Tangible results of huge investment in education and research:
-“Gross domestic product rose more than 30 percent in the five years after 1992 and is projected to post an additional 20 percent increase by the end of this year. Unemployment has dropped from 20 percent at the start of the decade to 10.5 percent now — a level not expected to change despite healthy increases in new jobs each year because of the specialized training needed for the country’s new high- tech focus.” ( source: San Francisco Chronicle.)
EDUCATION IN FINLAND: A Summary
Pre-school begins at age 6
Comprehensive school: age 7 to 16
Upper secondary school or vocational school: 16 to 19
Pupils in Finland, age 7 to 14, spend fewest hours in school
Higher education places for 65% young people
Second-highest public spending on higher education (source:oecd)
The World Economic Forum ranks Finland’s tertiary education #1 in the world
-Free Education: No tuition fees are collected in all levels – elementary, secondary and tertiary education, be it public or private school.
– school health care and a daily free lunch
– school pupils are entitled to receive free books and materials and free school trips
-teaches the same curriculum to all pupils
Like all of you, I also wish we would have free education in the Philippines and all the other benefits like the Finnish system. Why not? It pays off in the end for the whole country. It would break the poor education-poverty cycle that we have talked about before. Other things being equal, all people could have education which in turn would give them the chance to work and get out of poverty. With educated population and a country without poverty, the Philippines would move forward. Here is one sad fact about our current educational system: it is elitistic and discriminating, fosters poverty and social divide. It attacks the family itself: for in a family of five or more children, the average parents could only send perhaps a child or two to college and what about the rest of the chiildren? So the system injects into the basic unit of society itself the evil of division and discrimination. What kind of educational system is it then?

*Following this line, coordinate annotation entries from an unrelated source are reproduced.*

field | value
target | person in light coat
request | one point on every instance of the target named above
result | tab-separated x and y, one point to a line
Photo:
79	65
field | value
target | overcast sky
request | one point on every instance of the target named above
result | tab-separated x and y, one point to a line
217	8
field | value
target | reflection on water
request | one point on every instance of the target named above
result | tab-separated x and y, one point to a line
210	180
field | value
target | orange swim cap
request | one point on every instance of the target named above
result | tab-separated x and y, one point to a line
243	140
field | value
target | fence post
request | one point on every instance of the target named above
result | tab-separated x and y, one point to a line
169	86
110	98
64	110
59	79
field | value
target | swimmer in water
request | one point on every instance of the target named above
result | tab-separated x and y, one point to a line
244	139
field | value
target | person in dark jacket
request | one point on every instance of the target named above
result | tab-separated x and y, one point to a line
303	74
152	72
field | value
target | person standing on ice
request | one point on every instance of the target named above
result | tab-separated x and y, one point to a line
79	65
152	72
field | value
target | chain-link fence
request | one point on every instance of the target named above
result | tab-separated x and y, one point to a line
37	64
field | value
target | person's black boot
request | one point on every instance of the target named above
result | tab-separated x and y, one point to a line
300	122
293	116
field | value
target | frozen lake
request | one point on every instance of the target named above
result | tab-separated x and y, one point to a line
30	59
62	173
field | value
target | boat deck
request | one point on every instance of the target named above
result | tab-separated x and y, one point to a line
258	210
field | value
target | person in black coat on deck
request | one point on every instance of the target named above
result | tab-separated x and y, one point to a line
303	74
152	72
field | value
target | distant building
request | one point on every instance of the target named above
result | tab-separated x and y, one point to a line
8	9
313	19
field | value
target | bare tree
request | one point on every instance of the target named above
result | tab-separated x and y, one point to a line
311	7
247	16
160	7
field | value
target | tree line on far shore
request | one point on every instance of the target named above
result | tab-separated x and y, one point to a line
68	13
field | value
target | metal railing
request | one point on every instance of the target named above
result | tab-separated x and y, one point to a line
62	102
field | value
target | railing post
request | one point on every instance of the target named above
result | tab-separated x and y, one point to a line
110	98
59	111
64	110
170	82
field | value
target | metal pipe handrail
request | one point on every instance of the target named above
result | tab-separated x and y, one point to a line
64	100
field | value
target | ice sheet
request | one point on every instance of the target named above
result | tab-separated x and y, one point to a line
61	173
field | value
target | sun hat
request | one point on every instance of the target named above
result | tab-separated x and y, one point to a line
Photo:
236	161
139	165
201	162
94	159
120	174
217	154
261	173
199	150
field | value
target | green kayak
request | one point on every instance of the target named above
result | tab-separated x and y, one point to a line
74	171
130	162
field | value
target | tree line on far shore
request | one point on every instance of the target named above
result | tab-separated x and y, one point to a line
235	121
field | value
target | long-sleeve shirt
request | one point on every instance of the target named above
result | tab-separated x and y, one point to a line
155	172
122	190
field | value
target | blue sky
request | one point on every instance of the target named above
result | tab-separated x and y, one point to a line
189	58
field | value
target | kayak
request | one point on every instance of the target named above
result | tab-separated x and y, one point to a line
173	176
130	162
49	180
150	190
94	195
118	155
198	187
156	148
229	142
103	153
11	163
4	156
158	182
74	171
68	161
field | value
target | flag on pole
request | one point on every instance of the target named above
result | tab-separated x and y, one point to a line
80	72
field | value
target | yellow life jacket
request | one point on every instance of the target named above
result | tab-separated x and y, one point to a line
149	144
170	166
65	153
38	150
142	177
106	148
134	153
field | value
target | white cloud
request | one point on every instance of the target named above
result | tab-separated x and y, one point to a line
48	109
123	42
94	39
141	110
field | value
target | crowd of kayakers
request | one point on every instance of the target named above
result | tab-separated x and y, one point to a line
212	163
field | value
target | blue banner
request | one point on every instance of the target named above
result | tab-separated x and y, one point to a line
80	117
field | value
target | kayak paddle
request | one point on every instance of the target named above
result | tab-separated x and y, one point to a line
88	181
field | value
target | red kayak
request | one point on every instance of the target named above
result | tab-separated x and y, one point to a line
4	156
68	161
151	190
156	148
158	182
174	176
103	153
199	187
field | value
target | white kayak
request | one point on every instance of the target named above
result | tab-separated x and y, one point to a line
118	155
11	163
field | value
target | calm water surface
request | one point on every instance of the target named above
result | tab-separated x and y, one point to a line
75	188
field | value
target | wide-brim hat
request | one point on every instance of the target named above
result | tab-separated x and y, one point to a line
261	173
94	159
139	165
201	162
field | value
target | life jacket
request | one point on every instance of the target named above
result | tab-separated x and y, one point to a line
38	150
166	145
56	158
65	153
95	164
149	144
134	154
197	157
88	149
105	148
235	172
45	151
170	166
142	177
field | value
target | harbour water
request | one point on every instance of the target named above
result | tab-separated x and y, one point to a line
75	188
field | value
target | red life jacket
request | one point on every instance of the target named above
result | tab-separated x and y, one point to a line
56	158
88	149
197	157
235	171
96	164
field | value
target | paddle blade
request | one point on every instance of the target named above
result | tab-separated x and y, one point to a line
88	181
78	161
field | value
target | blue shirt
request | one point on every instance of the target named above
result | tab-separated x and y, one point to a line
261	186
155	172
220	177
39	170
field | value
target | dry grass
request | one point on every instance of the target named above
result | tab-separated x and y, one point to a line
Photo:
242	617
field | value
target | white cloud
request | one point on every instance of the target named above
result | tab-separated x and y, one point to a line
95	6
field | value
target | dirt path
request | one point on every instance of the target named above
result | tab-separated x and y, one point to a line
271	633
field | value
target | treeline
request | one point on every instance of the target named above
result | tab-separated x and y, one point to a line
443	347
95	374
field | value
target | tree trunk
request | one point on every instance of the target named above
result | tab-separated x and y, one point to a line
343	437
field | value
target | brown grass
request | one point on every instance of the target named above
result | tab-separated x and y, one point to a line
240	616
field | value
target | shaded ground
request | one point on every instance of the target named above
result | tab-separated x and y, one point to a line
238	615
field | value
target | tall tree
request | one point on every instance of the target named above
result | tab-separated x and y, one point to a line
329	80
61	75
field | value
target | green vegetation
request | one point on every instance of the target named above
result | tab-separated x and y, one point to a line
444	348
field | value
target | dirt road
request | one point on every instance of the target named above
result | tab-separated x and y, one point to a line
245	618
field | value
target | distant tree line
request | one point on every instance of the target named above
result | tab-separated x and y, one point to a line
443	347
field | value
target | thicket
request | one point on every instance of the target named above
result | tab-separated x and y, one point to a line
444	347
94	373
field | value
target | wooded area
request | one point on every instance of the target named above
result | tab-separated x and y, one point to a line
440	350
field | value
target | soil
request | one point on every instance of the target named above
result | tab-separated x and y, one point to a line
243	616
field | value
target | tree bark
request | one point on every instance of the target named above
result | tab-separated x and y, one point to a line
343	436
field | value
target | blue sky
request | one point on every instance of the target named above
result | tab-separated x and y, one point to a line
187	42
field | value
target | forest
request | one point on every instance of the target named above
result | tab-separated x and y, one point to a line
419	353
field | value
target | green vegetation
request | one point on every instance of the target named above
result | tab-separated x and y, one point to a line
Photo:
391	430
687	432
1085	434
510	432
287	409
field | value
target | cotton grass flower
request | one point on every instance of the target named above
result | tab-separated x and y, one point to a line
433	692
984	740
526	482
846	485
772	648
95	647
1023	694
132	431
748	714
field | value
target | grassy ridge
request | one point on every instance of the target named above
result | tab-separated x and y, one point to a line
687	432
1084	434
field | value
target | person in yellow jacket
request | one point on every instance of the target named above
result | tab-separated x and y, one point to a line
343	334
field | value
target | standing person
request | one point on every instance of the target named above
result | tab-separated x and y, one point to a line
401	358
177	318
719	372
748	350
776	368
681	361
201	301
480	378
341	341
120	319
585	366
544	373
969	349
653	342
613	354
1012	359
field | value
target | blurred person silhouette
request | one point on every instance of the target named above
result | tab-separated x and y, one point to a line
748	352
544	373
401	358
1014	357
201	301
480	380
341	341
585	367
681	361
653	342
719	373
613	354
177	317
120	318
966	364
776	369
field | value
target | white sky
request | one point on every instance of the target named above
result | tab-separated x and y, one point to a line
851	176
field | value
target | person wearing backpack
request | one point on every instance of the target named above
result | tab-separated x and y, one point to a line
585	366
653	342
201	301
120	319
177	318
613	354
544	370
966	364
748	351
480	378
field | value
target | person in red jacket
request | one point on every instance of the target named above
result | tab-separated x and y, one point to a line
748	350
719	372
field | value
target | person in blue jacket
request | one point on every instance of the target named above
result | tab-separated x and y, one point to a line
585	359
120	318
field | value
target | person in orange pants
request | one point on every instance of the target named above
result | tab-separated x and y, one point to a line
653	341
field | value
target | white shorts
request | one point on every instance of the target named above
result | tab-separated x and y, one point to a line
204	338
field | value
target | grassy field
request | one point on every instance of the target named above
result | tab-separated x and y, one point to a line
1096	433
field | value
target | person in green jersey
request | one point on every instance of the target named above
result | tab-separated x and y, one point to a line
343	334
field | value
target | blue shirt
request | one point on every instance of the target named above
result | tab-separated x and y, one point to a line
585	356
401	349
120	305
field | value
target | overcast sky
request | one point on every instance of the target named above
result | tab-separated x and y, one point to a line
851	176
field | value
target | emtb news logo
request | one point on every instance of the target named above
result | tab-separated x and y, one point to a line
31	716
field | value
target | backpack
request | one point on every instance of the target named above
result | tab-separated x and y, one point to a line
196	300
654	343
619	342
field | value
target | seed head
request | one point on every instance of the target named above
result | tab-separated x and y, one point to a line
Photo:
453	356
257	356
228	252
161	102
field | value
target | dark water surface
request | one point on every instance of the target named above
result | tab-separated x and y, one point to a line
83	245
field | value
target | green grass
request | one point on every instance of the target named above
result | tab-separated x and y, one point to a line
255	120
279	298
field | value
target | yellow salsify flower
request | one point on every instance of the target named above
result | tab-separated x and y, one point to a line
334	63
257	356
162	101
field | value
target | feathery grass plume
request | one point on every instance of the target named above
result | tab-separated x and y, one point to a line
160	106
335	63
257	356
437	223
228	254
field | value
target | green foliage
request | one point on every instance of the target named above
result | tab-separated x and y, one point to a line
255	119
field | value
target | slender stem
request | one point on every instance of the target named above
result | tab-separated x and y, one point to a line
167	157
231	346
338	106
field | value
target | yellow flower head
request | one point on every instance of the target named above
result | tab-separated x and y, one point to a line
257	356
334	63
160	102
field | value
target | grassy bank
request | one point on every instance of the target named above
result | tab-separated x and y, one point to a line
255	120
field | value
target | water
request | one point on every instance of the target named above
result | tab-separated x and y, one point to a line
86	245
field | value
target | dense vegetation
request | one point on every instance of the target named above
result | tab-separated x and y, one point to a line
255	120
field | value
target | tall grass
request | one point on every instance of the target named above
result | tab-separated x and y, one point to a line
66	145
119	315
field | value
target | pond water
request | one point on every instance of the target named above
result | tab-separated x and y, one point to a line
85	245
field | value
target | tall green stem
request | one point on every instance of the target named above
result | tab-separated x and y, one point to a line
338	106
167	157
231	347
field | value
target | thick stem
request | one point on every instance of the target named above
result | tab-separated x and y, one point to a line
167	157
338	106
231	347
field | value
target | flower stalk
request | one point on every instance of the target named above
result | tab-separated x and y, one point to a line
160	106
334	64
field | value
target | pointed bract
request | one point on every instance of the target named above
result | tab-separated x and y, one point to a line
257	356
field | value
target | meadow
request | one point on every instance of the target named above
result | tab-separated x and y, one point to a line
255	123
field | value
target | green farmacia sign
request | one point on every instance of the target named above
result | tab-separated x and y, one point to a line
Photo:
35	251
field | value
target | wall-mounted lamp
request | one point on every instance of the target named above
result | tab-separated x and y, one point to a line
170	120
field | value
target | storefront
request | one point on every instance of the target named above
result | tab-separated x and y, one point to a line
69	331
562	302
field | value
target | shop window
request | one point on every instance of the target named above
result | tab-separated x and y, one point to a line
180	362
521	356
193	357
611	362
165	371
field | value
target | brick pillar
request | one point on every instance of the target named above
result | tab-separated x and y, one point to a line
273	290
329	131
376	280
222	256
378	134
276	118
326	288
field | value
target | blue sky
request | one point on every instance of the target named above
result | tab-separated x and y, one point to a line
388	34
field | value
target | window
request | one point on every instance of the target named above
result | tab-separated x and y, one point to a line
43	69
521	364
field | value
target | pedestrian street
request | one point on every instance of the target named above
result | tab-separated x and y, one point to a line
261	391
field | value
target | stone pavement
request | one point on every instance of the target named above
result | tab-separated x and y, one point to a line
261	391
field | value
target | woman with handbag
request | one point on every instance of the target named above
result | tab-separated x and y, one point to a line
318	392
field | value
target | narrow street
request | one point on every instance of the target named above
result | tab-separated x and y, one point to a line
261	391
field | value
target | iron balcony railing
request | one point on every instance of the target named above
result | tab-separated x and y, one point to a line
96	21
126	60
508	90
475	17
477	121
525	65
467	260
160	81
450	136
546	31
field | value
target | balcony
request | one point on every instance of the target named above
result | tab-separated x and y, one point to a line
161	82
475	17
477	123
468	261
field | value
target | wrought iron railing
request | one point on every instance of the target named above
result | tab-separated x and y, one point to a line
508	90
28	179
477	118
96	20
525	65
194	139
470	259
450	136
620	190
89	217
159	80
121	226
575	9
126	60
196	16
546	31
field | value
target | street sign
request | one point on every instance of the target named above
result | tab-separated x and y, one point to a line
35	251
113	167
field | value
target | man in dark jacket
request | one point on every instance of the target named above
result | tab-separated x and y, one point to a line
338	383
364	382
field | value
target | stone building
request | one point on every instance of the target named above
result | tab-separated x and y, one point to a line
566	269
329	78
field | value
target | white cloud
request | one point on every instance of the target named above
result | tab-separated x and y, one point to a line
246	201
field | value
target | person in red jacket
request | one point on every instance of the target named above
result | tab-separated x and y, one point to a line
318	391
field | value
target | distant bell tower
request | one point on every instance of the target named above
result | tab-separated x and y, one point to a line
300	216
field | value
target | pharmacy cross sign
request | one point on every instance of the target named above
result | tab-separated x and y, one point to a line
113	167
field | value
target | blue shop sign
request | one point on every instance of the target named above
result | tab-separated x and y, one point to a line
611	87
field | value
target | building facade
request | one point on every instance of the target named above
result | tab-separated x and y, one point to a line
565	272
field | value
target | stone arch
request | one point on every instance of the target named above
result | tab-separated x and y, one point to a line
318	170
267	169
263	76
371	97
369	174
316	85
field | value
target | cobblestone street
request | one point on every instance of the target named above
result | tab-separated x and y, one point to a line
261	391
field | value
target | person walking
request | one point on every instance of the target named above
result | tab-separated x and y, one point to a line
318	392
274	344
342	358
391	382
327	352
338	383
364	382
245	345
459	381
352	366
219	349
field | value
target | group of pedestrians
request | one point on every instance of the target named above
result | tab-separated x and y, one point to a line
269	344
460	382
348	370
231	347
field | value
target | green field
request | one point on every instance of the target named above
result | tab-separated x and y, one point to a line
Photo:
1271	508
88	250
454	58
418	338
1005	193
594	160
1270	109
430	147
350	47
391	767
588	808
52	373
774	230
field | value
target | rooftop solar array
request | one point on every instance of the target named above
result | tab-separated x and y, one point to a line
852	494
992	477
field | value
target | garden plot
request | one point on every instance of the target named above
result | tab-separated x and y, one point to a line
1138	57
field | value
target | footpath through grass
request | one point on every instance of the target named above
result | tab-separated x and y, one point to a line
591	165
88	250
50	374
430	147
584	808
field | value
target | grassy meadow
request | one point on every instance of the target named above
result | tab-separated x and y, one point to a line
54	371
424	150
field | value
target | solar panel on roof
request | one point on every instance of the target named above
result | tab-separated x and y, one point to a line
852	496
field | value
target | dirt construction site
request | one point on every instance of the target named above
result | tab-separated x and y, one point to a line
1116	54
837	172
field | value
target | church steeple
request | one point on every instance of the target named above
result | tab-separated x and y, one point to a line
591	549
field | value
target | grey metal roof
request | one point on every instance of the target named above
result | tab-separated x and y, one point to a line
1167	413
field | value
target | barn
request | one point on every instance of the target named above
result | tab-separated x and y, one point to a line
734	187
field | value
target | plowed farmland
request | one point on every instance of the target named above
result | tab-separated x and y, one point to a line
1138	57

I do not believe that Singaporean minister’s statement that increasing the teacher’s salary-as rudyb shared to us- is not the solution to the problems of education. It may apply to Singaporean teachers but not to our own teachers. It is indeed not the only solution but it is one of the solutions to encourage the teachers for in my view, the teachers are very much underpaid in the Philippines. In our country, things are a little bit more complex for our politics doesn’t understand the importance of education- and of educated politicians.
Going back to Bulan, I respect the Bulan Teacher’s Day as started by Mayor Helen De Castro (see her 2007 report- Edukasyon). This is one of the many ways to give incentives to our teachers and teachers to be.
Otherwise it’s about time for us to consult and to learn the lessons from the shamans, witches and magicians. They know the way.